AP – October 16, 2019
The sanctions announced Monday, however, did not match the rhetoric and were seen as minimal by analysts and financial investors.
The measures were limited to the Turkish defence and energy ministries and three Turkish officials from the same.
They block transactions involving any assets they may have in the US financial system and bar American residents and businesses from dealing with them.
The US also raised tariffs on Turkish steel exports from 25 per cent back to 50pc, where they were in May, and suspended talks over a US-Turkey trade deal.
Given the dominant role that US financial institutions and the dollar play in world commerce, such measures fall far short of what the US could do by targeting Turkey’s banks and their links to the global financial system.
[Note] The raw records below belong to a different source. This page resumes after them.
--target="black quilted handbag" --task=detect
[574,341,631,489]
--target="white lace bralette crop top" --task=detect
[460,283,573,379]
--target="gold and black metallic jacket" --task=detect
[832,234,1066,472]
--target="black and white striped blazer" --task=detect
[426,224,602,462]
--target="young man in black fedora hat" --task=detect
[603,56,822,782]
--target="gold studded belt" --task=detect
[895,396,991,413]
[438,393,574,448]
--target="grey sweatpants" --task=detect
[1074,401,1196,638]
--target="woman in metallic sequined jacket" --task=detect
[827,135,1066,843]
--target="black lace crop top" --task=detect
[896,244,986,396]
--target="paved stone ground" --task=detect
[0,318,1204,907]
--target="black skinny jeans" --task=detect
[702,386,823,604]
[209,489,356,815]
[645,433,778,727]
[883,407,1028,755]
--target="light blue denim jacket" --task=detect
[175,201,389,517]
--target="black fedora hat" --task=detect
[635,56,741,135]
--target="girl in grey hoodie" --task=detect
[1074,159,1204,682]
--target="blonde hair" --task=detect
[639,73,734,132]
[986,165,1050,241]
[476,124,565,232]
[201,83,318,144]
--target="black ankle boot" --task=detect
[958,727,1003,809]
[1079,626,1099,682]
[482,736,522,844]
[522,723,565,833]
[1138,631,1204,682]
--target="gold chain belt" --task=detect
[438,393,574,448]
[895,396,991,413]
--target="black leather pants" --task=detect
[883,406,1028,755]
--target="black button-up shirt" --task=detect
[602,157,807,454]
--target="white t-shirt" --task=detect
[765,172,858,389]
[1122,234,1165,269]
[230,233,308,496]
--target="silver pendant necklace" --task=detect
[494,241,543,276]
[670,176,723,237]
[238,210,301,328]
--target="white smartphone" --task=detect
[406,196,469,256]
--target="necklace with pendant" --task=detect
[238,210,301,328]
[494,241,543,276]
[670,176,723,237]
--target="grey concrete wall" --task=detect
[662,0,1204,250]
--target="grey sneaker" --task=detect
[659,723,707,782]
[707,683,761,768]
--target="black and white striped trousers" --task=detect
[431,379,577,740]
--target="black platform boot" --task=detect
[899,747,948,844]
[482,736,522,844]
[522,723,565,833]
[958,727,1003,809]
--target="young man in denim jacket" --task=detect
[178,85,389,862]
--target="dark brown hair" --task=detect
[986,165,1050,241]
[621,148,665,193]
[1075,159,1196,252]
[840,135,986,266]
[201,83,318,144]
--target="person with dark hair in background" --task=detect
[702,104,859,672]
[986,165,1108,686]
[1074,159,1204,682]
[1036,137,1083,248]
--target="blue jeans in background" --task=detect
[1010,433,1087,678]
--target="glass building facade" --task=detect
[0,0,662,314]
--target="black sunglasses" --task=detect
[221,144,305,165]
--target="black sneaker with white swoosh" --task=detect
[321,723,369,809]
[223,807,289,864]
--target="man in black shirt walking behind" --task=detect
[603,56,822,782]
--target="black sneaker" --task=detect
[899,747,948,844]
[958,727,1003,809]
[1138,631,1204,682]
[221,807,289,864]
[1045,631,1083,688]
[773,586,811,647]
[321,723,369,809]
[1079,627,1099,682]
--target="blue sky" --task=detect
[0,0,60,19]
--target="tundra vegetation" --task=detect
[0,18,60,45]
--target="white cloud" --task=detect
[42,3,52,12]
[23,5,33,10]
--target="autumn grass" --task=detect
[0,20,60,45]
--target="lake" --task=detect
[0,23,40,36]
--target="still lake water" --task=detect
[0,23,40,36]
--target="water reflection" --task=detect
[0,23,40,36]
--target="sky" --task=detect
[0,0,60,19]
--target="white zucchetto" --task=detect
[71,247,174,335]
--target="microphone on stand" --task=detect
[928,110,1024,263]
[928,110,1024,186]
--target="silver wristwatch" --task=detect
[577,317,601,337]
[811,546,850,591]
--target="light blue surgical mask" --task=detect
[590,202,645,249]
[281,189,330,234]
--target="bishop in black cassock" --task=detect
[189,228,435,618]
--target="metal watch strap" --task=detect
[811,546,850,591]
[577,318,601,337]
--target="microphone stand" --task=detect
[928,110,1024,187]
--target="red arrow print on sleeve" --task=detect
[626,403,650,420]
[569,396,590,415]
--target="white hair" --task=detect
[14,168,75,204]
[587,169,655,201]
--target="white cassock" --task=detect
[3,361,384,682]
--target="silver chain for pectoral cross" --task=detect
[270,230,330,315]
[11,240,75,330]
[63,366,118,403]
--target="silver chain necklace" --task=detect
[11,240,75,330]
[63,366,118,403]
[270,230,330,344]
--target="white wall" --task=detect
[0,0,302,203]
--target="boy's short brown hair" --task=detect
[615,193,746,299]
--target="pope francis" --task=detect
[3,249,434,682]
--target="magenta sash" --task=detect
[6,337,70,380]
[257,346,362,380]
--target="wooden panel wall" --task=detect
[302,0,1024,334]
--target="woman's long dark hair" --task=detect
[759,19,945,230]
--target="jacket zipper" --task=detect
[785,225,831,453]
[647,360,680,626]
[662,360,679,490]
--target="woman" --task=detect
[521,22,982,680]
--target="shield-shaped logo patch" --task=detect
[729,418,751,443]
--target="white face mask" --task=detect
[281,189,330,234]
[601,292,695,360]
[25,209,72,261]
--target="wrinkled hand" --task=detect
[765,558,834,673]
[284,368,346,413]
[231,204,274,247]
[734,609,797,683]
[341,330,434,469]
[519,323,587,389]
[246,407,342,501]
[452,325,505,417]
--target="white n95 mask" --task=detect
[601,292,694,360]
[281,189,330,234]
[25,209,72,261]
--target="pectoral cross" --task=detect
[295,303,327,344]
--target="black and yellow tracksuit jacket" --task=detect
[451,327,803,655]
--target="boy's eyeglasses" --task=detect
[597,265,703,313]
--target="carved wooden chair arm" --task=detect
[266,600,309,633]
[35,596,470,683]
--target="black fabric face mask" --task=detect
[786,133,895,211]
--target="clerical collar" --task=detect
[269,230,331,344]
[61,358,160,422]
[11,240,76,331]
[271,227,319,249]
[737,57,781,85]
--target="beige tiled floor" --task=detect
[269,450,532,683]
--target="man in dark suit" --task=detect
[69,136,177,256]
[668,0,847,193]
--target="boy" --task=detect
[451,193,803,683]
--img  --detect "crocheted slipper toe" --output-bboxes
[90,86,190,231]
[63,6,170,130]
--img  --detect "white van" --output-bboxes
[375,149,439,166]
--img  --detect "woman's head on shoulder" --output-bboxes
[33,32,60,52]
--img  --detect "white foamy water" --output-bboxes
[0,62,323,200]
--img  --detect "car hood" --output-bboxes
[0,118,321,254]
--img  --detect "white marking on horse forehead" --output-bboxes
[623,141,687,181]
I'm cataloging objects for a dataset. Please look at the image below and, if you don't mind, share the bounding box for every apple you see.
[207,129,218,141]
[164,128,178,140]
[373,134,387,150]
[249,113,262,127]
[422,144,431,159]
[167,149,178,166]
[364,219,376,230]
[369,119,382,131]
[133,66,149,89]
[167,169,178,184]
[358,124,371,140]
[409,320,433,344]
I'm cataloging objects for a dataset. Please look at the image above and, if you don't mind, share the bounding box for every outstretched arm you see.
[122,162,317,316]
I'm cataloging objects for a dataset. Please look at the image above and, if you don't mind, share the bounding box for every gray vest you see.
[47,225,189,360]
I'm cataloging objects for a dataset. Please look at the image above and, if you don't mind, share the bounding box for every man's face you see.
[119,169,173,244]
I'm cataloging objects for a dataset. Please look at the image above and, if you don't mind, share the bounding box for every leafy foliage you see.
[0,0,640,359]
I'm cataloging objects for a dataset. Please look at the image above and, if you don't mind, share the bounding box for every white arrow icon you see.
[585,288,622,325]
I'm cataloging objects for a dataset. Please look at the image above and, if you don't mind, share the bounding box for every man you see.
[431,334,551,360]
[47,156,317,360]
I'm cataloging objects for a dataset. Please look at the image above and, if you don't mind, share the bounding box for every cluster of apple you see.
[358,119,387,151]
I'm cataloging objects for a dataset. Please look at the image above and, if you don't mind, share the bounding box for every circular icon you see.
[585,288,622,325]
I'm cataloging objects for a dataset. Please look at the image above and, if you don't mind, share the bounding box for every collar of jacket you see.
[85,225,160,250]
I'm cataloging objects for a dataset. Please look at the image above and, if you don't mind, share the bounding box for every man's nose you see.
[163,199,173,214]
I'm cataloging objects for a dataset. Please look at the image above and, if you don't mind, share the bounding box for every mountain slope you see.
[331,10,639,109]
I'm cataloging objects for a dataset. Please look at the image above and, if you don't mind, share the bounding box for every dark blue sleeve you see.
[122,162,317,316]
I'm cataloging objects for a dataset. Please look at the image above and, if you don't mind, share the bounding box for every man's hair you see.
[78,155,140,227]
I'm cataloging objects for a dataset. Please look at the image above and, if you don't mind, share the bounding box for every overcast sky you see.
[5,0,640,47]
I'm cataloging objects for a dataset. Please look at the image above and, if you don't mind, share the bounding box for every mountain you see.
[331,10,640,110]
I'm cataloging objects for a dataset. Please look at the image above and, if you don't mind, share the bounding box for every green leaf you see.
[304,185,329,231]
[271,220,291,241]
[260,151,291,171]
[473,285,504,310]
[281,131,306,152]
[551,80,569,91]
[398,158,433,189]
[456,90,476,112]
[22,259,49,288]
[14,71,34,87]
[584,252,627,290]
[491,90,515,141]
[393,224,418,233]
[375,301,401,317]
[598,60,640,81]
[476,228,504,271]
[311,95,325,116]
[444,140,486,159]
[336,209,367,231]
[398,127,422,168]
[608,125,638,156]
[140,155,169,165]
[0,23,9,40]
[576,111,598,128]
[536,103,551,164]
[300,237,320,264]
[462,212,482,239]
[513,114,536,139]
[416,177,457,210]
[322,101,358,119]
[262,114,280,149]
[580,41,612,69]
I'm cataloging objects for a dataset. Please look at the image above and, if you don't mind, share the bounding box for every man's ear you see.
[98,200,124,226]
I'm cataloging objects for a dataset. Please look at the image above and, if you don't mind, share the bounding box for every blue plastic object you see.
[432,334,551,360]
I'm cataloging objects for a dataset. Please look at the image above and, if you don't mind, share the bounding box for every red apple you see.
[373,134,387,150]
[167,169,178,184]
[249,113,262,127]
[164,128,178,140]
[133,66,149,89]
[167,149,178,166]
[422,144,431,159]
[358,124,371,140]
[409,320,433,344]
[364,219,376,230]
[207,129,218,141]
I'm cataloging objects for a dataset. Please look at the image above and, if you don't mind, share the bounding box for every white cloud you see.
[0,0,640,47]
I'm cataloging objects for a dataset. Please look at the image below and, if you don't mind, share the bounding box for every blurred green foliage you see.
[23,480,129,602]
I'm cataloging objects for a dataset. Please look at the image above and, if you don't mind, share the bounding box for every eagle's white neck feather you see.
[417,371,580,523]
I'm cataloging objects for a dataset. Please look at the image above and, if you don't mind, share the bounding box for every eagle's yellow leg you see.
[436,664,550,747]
Turkey’s currency and stock market both rose Tuesday as investors breathed a sigh of relief that harsher measures were not imposed.
Timothy Ash, emerging market strategist at Bluebay Asset Management, called the sanctions “minimal” and “window dressing,” noting that the trade deal was years off in any case.
The muted initial response from investors “flies in the face of President Trump’s threat,” said Jason Tuvey, senior emerging markets economist at Capital Economics in London.
One risk from the current sanctions, Tuvey said, is that they may be a prelude to tougher ones, given support in Congress for action against Turkey.
And even though the direct impact on the economy may remain slight, the bigger risk could be on investor and financial market confidence in the country. The imposition of sanctions has re-started talk of Turkey possibly putting limits on the flow of money to prevent it from being taken out of the country.